Which type of support would have made the biggest difference for you or veterans you know after leaving the military?

  • A consistent place to train and stay physically disciplined

  • Easier access to mental health and peer support

  • Help with employment or career transition

  • Education and skill building opportunities


This is where Combat Veterans of America’s post model matters, because it is not built around ceremony. It is built around proximity, consistency, and systems. If the risk factors are disconnection, untreated stress injury, chronic pain, poor sleep, unemployment, and drifting purpose, then the answer is not another ribbon cutting. The answer is a physical hub that makes stability easier to access than chaos.


A modern CVA Post is designed to function like a veteran operating base inside a community. The gym is not a perk. It is a health intervention that reduces depression symptoms, improves sleep, and gives veterans a daily anchor that does not require them to “feel motivated” first. Nutritionists and structured training are not lifestyle content. They are risk management, because metabolic health, alcohol use, and chronic pain are tied to longevity outcomes. Education and employment offices are not secondary services. They are part of the survival chain, because meaning, structure, and financial stability are protective factors against self-destruction and isolation. The clinic component is about early access and continuity, and it is designed to close the gap between “I am struggling” and “I finally got an appointment.” The lounge and community space are not fluff either. They are the antidote to the quietest killer in this entire conversation: a veteran alone in a house with no tribe, no routine, and no reason to leave.

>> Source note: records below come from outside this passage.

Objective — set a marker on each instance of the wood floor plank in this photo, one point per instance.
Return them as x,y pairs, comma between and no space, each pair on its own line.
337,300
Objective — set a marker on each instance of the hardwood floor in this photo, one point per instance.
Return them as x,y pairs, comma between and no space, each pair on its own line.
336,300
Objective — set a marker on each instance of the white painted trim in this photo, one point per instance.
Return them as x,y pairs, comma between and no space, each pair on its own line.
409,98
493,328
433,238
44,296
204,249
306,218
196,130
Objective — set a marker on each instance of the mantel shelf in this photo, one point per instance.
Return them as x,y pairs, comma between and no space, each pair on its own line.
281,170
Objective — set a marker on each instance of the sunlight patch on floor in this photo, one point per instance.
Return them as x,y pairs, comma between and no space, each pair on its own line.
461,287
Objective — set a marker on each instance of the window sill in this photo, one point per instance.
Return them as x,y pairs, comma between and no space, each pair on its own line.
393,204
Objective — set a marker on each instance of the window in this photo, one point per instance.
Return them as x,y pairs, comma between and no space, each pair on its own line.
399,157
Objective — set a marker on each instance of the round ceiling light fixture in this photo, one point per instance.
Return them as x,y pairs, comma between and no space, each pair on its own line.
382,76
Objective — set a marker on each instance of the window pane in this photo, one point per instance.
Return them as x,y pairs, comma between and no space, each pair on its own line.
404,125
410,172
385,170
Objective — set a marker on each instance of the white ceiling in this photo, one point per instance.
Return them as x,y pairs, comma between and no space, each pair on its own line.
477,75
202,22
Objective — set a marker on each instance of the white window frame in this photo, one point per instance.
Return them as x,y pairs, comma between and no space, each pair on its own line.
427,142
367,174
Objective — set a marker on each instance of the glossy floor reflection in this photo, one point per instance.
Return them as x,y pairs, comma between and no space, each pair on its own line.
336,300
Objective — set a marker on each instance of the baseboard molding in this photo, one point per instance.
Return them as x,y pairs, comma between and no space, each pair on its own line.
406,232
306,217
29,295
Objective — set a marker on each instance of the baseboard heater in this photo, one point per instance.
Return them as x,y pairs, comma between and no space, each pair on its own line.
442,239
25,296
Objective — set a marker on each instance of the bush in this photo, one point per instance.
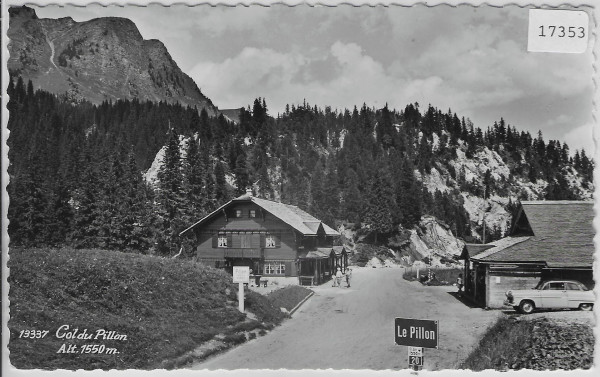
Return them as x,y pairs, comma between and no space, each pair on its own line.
235,338
443,276
165,307
533,344
288,297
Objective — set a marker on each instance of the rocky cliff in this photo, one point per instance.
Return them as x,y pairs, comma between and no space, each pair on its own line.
97,60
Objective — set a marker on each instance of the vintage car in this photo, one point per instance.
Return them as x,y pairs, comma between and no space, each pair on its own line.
551,294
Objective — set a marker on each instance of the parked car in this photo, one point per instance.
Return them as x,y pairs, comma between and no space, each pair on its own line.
551,294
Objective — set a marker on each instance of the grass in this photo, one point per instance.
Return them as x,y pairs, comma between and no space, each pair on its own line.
165,307
288,297
444,276
533,344
365,252
504,340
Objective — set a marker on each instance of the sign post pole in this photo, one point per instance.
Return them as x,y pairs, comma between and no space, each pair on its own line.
241,297
241,275
416,334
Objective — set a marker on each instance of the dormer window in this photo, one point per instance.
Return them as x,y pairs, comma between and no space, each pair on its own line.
270,242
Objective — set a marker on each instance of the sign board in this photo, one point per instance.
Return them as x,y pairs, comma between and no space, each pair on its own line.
416,332
414,361
415,351
241,274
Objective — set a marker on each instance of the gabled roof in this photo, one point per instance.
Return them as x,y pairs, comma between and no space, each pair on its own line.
298,219
562,237
314,254
338,250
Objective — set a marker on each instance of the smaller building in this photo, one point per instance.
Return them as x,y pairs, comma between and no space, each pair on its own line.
549,239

Combat Veterans of America is essentially saying this: if the battlefield injuries were not limited to the battlefield, then the response cannot be limited to a benefits claim and a monthly meeting. You change outcomes by changing the environment veterans live inside. You reduce risk by building a place where the default is training, connection, accountability, and forward motion, not stagnation.

That is also why CVA’s model is meant to scale. Once one community proves a post can operate as a self-sustaining hub that actually touches health, work, education, and daily connection, it becomes replicable. People stop arguing theory and start copying what works. The end goal is not to criticize legacy orgs for being outdated. The end goal is to build the infrastructure that makes the next generation of veterans live longer.


The GWOT taught us how to deploy. Now we need to learn how to recover. Not with platitudes, but with systems that reduce preventable death. If we mean “leave no one behind,” it has to apply after the war too.